New CIOB President Mike Kagioglou outlines his aims for the coming year.

Mike Kagioglou

Mike Kagioglou FCIOB

President

Last updated: 28th June 2024

The CIOB is a fabulous organisation, and I’m grateful for the opportunity to serve as president for the next year. CIOB members should all be proud of the standards you are setting for the entire industry. 

CIOB’s work in sustainability, EDI, building safety, social value, and other areas has given us new tools for challenging old ways of seeing the world. 

During my year as president of CIOB, I will be promoting another tool for challenging perspectives - the UN Sustainable Development Goals.

Our collective global goals

In 2015 the United Nations adopted the SDGs to guide how, as a global community, we tackle humanity’s biggest challenges. There are 17 goals, each with numerous specific targets to measure progress.

They are about sustainability in the broader sense – the quality of our lives, access to justice, economic growth, and productive employment.

Some goals specifically address the built environment:

Goal 9 – Build resilient infrastructure, promote inclusive and sustainable industrialization and foster innovation.

Goal 11 – Make cities and human settlements inclusive, safe, resilient and sustainable.

Goals 13, 14, and 15 are about climate change, conservation and biodiversity. 

These SDGS all have a clear and direct relevance to the work that we do. Now, let’s zoom out a bit.
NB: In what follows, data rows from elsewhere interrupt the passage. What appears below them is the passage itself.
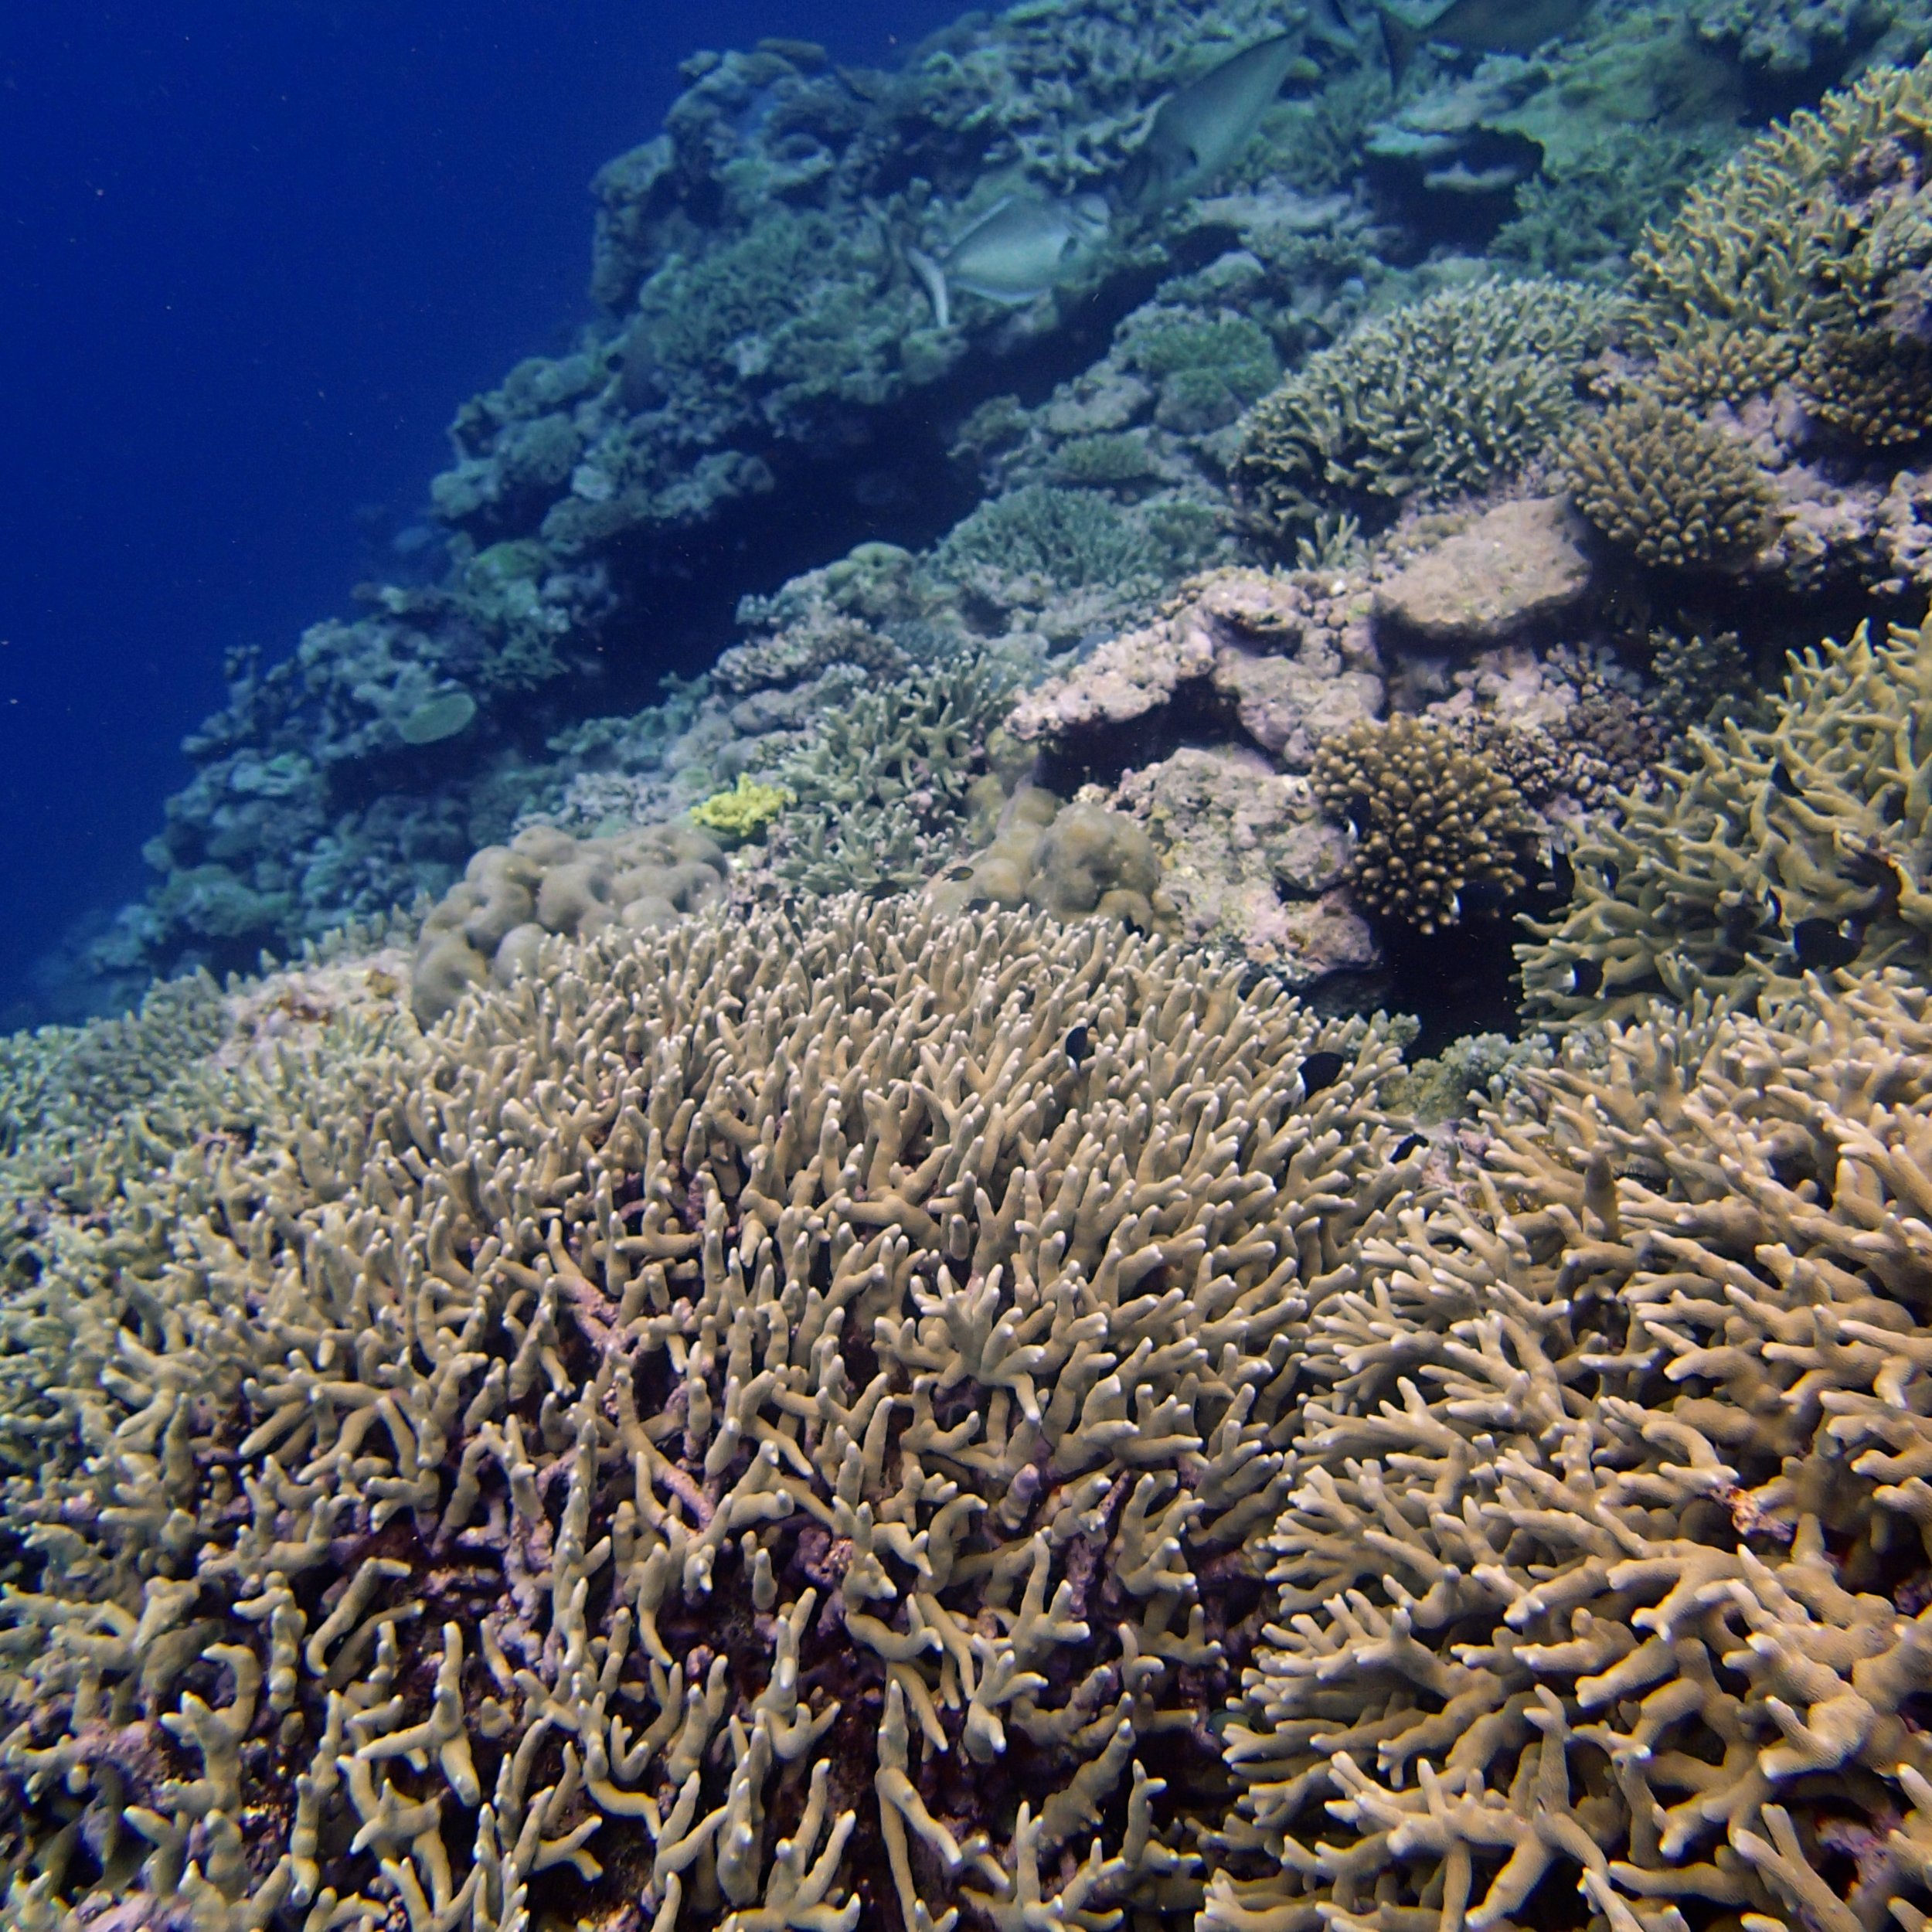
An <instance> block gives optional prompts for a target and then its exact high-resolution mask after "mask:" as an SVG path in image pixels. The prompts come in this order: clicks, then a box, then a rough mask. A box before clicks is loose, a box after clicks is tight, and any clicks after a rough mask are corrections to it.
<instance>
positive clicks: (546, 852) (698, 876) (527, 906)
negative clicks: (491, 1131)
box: [412, 825, 725, 1024]
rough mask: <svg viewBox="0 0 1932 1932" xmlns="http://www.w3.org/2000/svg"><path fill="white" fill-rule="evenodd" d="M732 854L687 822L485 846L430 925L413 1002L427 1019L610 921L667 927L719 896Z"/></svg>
mask: <svg viewBox="0 0 1932 1932" xmlns="http://www.w3.org/2000/svg"><path fill="white" fill-rule="evenodd" d="M723 883H725V852H723V850H721V846H719V842H717V840H715V838H711V837H709V835H707V833H701V831H697V829H694V827H688V825H682V827H678V825H645V827H639V829H638V831H634V833H618V835H614V837H611V838H574V837H572V835H570V833H564V831H556V829H554V827H549V825H531V827H527V829H526V831H520V833H518V835H516V837H514V838H512V840H510V842H508V844H506V846H485V848H483V850H481V852H477V854H475V858H471V860H469V864H468V867H466V869H464V877H462V881H460V883H458V885H454V887H452V889H450V891H448V893H446V895H444V898H442V900H440V902H439V904H437V906H435V910H433V912H431V914H429V918H427V920H425V922H423V935H421V939H419V941H417V949H415V968H413V976H412V978H413V1005H415V1016H417V1018H419V1020H423V1022H425V1024H427V1022H431V1020H437V1018H440V1016H442V1014H444V1012H448V1010H450V1009H452V1007H454V1005H456V1001H458V999H460V997H462V993H464V989H466V987H471V985H481V983H483V981H485V980H491V978H495V980H497V981H498V983H506V981H510V980H514V978H516V976H518V974H526V972H529V970H531V968H533V966H535V962H537V954H539V951H541V947H543V943H545V939H551V937H553V935H558V933H562V935H566V937H572V939H582V937H589V935H591V933H595V931H601V929H603V927H605V925H611V923H622V925H628V927H634V929H636V927H649V925H663V923H667V922H670V920H674V918H676V916H678V914H680V912H692V910H696V908H697V906H701V904H705V902H709V900H711V898H713V896H717V893H719V889H721V887H723Z"/></svg>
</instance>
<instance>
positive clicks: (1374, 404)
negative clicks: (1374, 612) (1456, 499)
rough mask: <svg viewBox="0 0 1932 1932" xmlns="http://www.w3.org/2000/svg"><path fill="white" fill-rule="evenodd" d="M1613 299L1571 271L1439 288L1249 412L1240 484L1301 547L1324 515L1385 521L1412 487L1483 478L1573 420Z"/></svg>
mask: <svg viewBox="0 0 1932 1932" xmlns="http://www.w3.org/2000/svg"><path fill="white" fill-rule="evenodd" d="M1615 317H1617V303H1615V299H1613V298H1609V296H1604V294H1598V292H1592V290H1586V288H1580V286H1577V284H1569V282H1549V280H1530V282H1490V284H1484V286H1482V288H1457V290H1445V292H1441V294H1435V296H1430V298H1428V299H1424V301H1418V303H1414V305H1412V307H1408V309H1397V311H1395V313H1393V315H1385V317H1379V319H1378V321H1372V323H1364V325H1362V327H1360V328H1356V330H1354V332H1352V334H1350V336H1349V338H1347V340H1343V342H1337V344H1335V346H1333V348H1327V350H1320V352H1318V354H1314V355H1310V357H1308V361H1306V363H1302V367H1300V369H1296V371H1294V373H1293V375H1291V377H1289V379H1287V383H1283V384H1281V386H1279V388H1277V390H1275V392H1273V394H1271V396H1267V398H1264V400H1262V402H1260V404H1256V408H1254V410H1252V412H1250V413H1248V419H1246V425H1244V435H1242V446H1240V452H1238V456H1236V462H1235V489H1236V495H1238V498H1240V502H1242V506H1244V510H1246V514H1248V518H1250V522H1252V524H1254V526H1256V527H1258V529H1260V531H1262V535H1264V537H1267V539H1271V541H1277V543H1283V545H1289V543H1293V539H1294V537H1296V535H1300V533H1306V531H1308V529H1312V527H1314V526H1316V524H1318V520H1320V518H1321V514H1323V512H1327V514H1335V512H1343V510H1347V512H1350V514H1356V516H1360V518H1364V520H1370V522H1376V524H1385V522H1389V520H1391V518H1393V516H1395V510H1397V508H1399V504H1401V500H1403V498H1406V497H1412V495H1418V493H1420V495H1424V497H1453V495H1459V493H1463V491H1470V489H1480V487H1482V485H1486V483H1490V481H1493V479H1495V477H1497V475H1505V473H1509V471H1513V469H1520V468H1522V466H1524V464H1528V462H1530V460H1532V458H1536V456H1540V454H1542V452H1544V450H1546V448H1548V446H1549V444H1551V440H1555V437H1559V435H1561V433H1563V429H1565V427H1567V425H1569V423H1571V419H1573V417H1575V413H1577V406H1578V383H1580V369H1582V363H1584V361H1586V359H1588V357H1590V355H1592V354H1594V352H1596V350H1600V348H1602V346H1604V344H1605V340H1607V338H1609V332H1611V327H1613V323H1615Z"/></svg>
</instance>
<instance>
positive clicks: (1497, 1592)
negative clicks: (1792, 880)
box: [1200, 981, 1932, 1932]
mask: <svg viewBox="0 0 1932 1932" xmlns="http://www.w3.org/2000/svg"><path fill="white" fill-rule="evenodd" d="M1526 1078H1528V1090H1530V1099H1528V1103H1526V1105H1524V1107H1520V1109H1519V1111H1517V1115H1515V1117H1511V1119H1501V1121H1492V1136H1493V1138H1492V1142H1490V1148H1488V1153H1486V1157H1484V1167H1486V1173H1484V1175H1478V1177H1476V1179H1474V1184H1472V1186H1470V1190H1468V1198H1466V1200H1455V1202H1447V1204H1443V1206H1441V1208H1439V1211H1435V1213H1430V1215H1420V1213H1418V1215H1408V1217H1403V1227H1401V1235H1399V1236H1397V1238H1395V1240H1387V1242H1378V1244H1374V1248H1372V1267H1370V1273H1368V1279H1366V1281H1364V1283H1362V1285H1360V1289H1354V1291H1350V1293H1347V1294H1339V1296H1335V1298H1331V1300H1327V1302H1323V1304H1321V1306H1318V1308H1316V1310H1314V1316H1312V1335H1310V1362H1312V1372H1314V1376H1316V1378H1318V1379H1325V1381H1327V1387H1325V1389H1323V1393H1320V1395H1318V1397H1314V1399H1312V1401H1310V1403H1308V1406H1306V1408H1304V1420H1302V1430H1300V1435H1298V1439H1296V1441H1294V1445H1293V1449H1291V1453H1289V1482H1291V1486H1293V1495H1291V1499H1289V1505H1287V1509H1285V1511H1283V1515H1281V1519H1279V1522H1277V1524H1275V1530H1273V1536H1271V1540H1269V1549H1271V1555H1273V1565H1271V1569H1269V1582H1271V1584H1273V1586H1275V1592H1277V1596H1275V1598H1273V1600H1271V1605H1269V1609H1271V1623H1269V1627H1267V1634H1265V1642H1264V1644H1262V1648H1260V1650H1258V1656H1256V1662H1254V1665H1252V1669H1250V1671H1248V1673H1246V1677H1244V1687H1242V1698H1240V1704H1238V1708H1236V1712H1235V1714H1233V1719H1231V1723H1229V1727H1227V1733H1225V1748H1227V1762H1229V1768H1231V1770H1233V1772H1235V1776H1236V1777H1238V1779H1240V1783H1242V1787H1244V1789H1242V1797H1240V1820H1238V1824H1236V1826H1235V1828H1233V1830H1231V1832H1229V1833H1227V1835H1225V1839H1223V1841H1221V1847H1219V1851H1221V1870H1219V1872H1217V1876H1215V1878H1213V1882H1211V1889H1209V1899H1208V1909H1206V1913H1204V1915H1202V1920H1200V1924H1202V1926H1204V1928H1209V1932H1314V1928H1316V1926H1323V1928H1335V1932H1370V1928H1376V1932H1385V1928H1397V1926H1399V1928H1414V1932H1424V1928H1426V1932H1447V1928H1455V1926H1466V1928H1470V1932H1505V1928H1511V1926H1532V1924H1534V1926H1542V1928H1548V1932H1584V1928H1592V1932H1600V1928H1613V1932H1642V1928H1658V1932H1662V1928H1667V1926H1669V1928H1681V1926H1685V1924H1745V1926H1750V1928H1758V1932H1772V1928H1791V1932H1799V1928H1806V1932H1878V1928H1880V1926H1884V1924H1886V1922H1888V1907H1889V1917H1891V1918H1895V1922H1897V1924H1899V1926H1903V1928H1907V1932H1922V1928H1924V1926H1926V1924H1928V1922H1932V1918H1928V1911H1932V1748H1928V1741H1926V1735H1924V1729H1922V1714H1924V1708H1926V1696H1928V1692H1932V1611H1928V1609H1926V1605H1928V1602H1932V1561H1928V1551H1932V1507H1928V1492H1926V1480H1924V1478H1926V1470H1928V1468H1932V1424H1928V1422H1926V1414H1924V1410H1926V1391H1924V1372H1926V1360H1928V1356H1926V1341H1924V1323H1926V1312H1928V1308H1932V1244H1928V1236H1926V1213H1928V1204H1932V1005H1928V997H1926V991H1924V989H1922V987H1905V985H1901V983H1895V981H1870V983H1862V985H1861V987H1859V989H1857V991H1853V993H1851V995H1847V997H1843V999H1820V1001H1818V1003H1808V1001H1795V1003H1789V1005H1785V1007H1779V1009H1777V1010H1776V1012H1774V1014H1772V1016H1770V1018H1764V1020H1758V1018H1743V1016H1735V1014H1733V1016H1725V1014H1714V1012H1712V1010H1710V1009H1704V1010H1700V1012H1696V1014H1687V1016H1681V1018H1675V1016H1673V1018H1665V1020H1654V1022H1650V1024H1644V1026H1634V1028H1629V1030H1611V1034H1609V1037H1607V1041H1605V1043H1602V1045H1600V1047H1594V1049H1590V1053H1586V1051H1584V1049H1582V1047H1580V1045H1575V1047H1573V1049H1571V1051H1569V1053H1567V1055H1565V1057H1563V1059H1561V1061H1559V1063H1557V1065H1555V1066H1551V1068H1549V1070H1548V1072H1540V1074H1528V1076H1526Z"/></svg>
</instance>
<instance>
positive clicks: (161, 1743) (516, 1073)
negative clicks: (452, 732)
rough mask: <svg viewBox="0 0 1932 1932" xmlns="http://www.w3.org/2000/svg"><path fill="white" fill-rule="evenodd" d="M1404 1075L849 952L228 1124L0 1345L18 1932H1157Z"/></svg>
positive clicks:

The built environment affects everyone. It is the foundation of economies everywhere. We impact the quality of life of every single person in this world – all eight billion of us!

So, from that perspective, we see that every single one of the 17 SDGs is relevant to us. I would highlight just a few:

Goal 1 – End poverty in all its forms everywhere.  

Goal 3 – Ensure healthy lives and promote well-being for all at all ages. 

Goal 4 – Ensure inclusive and equitable quality education and promote lifelong learning opportunities for all. 

Goal 5 – Achieve gender equality and empower all women and girls. 

Goal 8 – Promote sustained, inclusive and sustainable economic growth, full and productive employment and decent work for all. 

Beyond compliance

To be clear, these SDGs are not boxes to be ticked. Rather, they afford us an opportunity to go beyond compliance, to show how our sector can do more than just minimise harm, but actively support the development of a better planet.

There is potentially a competitive advantage for companies that grasp the nettle on this and demonstrate leadership.

I have seen it done in the academic world. My former employer, Western Sydney University in Australia, took the SDGs to heart in everything from delivering clean water in India to supporting students during the cost-of-living crisis. 

My current employer, De Montfort University, is a global hub for SDG 16 – Peace, Justice, and Strong Institutions – the only university in the UK to be such a global hub. 

We in the built environment need to tap into the same ambition. 

At a minimum, it includes measuring and reporting on the impact that our organisations have in support of meeting the SDG targets.

It could also include vocal leadership – raising awareness across the built environment sector of the relevance of the SDGs and ramifications of failing to meet the targets.

In the coming years, we need to accelerate the culture change across the built environment sector. This includes moving away from a lowest-cost, legalistic, and compliance mentality towards doing the right thing – whether in treatment of the workforce, building safety, or caring for the environment. That’s what Modern Professionalism is all about.

Let’s challenge ourselves to use the SDGs to drive that culture change.